言葉だけは威厳はないが、これから本気という事だろう。怒り狂った魔物は厄介だ。
『本気でイク』
目の前からマンティコアが消えた。いや、速度が早いだけだ。
今のサクラならマンティコアが何処にいるのか手に取るように見えている。
カス
『アレ?ハズレた?』
「遅いですね」
ドス
『ゲフッ』
「油断大敵ですが、これなら楽勝です」
頬を掠めるように紙一重でマンティコアの爪を躱し、すれ違い様にカウンターをお見舞いしてやった。
顔が陥没し、歯が何本か折れたようだ。不細工な顔が更に不細工になった。
『オデの顔が、オデの顔が。クソッ、【回復】』
陥没した元に戻るが折れた歯は、そのままだ。それにしても魔物が魔法を使うなんて中々ない。
そもそも魔法には詠唱が必要なため言語を話せない魔物は魔法が使えない。例外として魔法陣で行使するものもある。
「回復魔法を使った?魔物が使うなんて!もしかして、あの炎も魔法?」
『そうだべ。オデは賢いんだ。だから、こういう事も出来るんだべよ』
ゴニョゴニョとマンティコアが何か呟いた途端に、サクラの周囲を囲むように数十の魔法陣が出現した。
「逃さない積りですか」
これ程の魔法陣を展開出来る程の者は種族中探しても、そうそういないだろう。いても、宮廷魔法使いや勇者パーティーに入れる実力者だけだ。
だけど、数が数だけに詠唱に時間が掛かってる様子だ。今の内なら魔法陣内から抜け出せるんじゃないか?

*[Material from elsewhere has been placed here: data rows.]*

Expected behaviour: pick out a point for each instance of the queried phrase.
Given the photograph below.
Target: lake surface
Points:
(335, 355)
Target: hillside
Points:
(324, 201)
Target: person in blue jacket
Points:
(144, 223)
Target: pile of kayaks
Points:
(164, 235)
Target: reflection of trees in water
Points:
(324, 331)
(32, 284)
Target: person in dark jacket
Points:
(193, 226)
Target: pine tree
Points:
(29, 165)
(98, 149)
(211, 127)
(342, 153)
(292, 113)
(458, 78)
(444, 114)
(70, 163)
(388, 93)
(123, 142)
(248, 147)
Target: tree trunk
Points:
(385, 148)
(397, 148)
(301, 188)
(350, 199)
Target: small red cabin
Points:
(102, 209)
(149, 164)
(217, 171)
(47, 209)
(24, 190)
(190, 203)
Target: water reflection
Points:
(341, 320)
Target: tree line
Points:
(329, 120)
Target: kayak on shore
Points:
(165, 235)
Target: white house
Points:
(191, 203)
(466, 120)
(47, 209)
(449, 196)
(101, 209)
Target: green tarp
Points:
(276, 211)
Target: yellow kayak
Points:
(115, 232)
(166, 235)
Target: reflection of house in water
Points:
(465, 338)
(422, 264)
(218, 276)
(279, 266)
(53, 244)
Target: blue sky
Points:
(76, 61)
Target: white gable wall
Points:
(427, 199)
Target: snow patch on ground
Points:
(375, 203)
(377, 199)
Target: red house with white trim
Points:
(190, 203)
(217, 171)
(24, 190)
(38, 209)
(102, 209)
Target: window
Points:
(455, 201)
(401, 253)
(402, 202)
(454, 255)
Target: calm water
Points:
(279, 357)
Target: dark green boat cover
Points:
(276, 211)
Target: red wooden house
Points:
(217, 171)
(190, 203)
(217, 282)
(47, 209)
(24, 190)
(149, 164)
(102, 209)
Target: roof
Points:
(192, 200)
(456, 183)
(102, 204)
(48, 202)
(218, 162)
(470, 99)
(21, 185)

これはゲームではないのだから、詠唱が終わるまで黙って動かずにいる必要はない。
それに魔法陣に囲まれてるけど、硬い壁がある訳ではない。宙に投影されてるだけだ。
こう身体を魔法陣へ突き出せば、通り抜けられる。
「ふはぁ、詠唱長いよ。待ちくたびれちゃった」
『なっ!』
魔法陣を通り抜け、サクラはマンティコアの目の前へ瞬時に移動し、アクビをした。